Analisis lain disampaikan Ian Wilson, peneliti dari Asia Research Centre, Murdoch University. Dia telah mendalami FPI selama bertahun-tahun. Pembangunan citra politik baik di tingkat lokal maupun nasional, adalah alasan utama FPI berupaya keras perannya terlihat di media andai pencambukan batal digelar di ruang tertutup. Semua berita terkait pencambukan cenderung cepat disorot oleh media di Tanah Air.

"Apabila pencambukan berhasil dipertahankan di ruang terbuka, maka FPI akan sukses mengesankan diri sebagai pembela syariat sejati," kata Wilson. "Dalam praktik riilnya, padahal, belum tentu FPI bergerak sendiri mendorong hukuman cambuk tetap dipertahankan seperti sekarang."

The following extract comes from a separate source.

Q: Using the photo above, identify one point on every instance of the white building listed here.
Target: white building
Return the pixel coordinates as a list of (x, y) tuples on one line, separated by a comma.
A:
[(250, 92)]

Tidak semua warga Aceh berminat menyerahkan kendali pelaksanaan syariat kepada ormas-ormas tersebut. Hendrik, warga Banda Aceh, merasa ormas macam FPI bukanlah representasi sejati masyarakat setempat. Dia melihat ormas intoleran membenarkan pelanggaran hukum dengan dalih moral. Contohnya saat terjadi kerusuhan di kafe Ratu, Desa Aceh Besar. Simpatisan FPI Aceh Barat M Riski (30), tahun lalu ditetapkan sebagai tersangka dalam kasus penertiban kafe yang berujung bentrok dan perusakan.

“Padahal dalam Islam kan cinta damai serta menghargai,” ujarnya.